Judgment Brief
Personal Private Properties Follow Personal Succession Law
By ICS Desk

Bench: MR. JUSTICE PANKAJ MITHAL HON'BLE MR. JUSTICE S.V.N. BHATTI
The dispute arose within the erstwhile royal family of Kapurthala over whether certain properties were indivisible estate properties governed by primogeniture, or family properties liable to partition under Hindu law.
The appellants traced their claim to the rule of primogeniture and argued that, as the eldest male lineal descendant and recognised ruler of Kapurthala, the Brigadier had succeeded to the properties as absolute owner. The respondents, on the other hand, claimed that the properties were ancestral and coparcenary, and therefore divisible among the family members.
The Supreme Court noted that the litigation had moved through two rounds before the High Court. The first round had accepted the partition claim, but after review the Single Judge held in favour of the Brigadier, and the Division Bench affirmed that view. The present appeal challenged that result.
The Court examined the competing claims to the properties and the effect of the royal succession arrangement.
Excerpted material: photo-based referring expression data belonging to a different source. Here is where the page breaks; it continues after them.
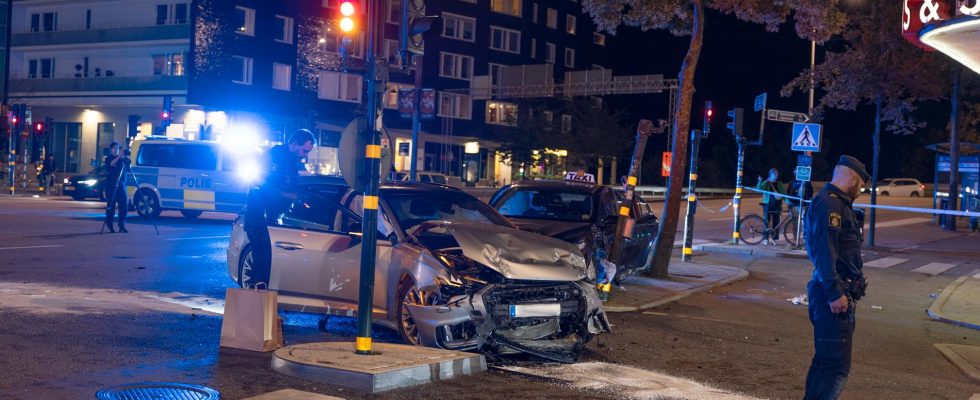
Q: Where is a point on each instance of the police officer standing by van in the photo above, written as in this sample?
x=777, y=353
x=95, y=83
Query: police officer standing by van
x=833, y=243
x=279, y=173
x=116, y=166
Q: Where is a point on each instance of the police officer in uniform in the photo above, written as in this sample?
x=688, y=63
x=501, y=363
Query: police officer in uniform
x=270, y=198
x=833, y=243
x=116, y=166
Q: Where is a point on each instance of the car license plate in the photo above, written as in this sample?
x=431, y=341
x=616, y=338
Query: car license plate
x=535, y=310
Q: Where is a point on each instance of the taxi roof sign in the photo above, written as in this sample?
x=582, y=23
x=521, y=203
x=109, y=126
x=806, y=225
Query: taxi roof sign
x=580, y=176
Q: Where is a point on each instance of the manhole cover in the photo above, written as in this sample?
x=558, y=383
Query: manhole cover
x=158, y=391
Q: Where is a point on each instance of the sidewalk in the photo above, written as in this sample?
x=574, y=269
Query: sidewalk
x=760, y=250
x=958, y=303
x=686, y=278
It drew a distinction between properties that devolved by primogeniture as part of the ruler’s estate and properties that were declared to be the ruler’s personal private properties. The Court held that once properties are declared to be personal private properties of the ruler, they do not devolve by primogeniture. They devolve according to the applicable personal law, whether Hindu or Muslim law, and later under the Hindu Succession Act where relevant.
On that reasoning, the Court concluded that the High Court had erred in treating the properties as exclusively governed by primogeniture. It held that the Division Bench decision could not override the earlier three-Judge Bench line of authority referred to in the judgment, including the principles drawn from Travancore, Talat Fatima Hasan, and Faridkot.
The Court also found that three of the four immovable properties were in the joint names of family members and were therefore liable to division between the joint holders, regardless of whether primogeniture or Hindu law applied. As to the remaining property at Mussoorie, the Court held that it would devolve under Hindu law and was divisible among the family members.
The judgment therefore set aside the High Court’s decision and allowed the appeal in part. A preliminary decree of partition was directed to be drawn in accordance with the shares identified by the Court.
Practical takeaway: in royal family property disputes, a declaration that property is the ruler’s personal private property can take it out of primogeniture and bring it under personal succession law.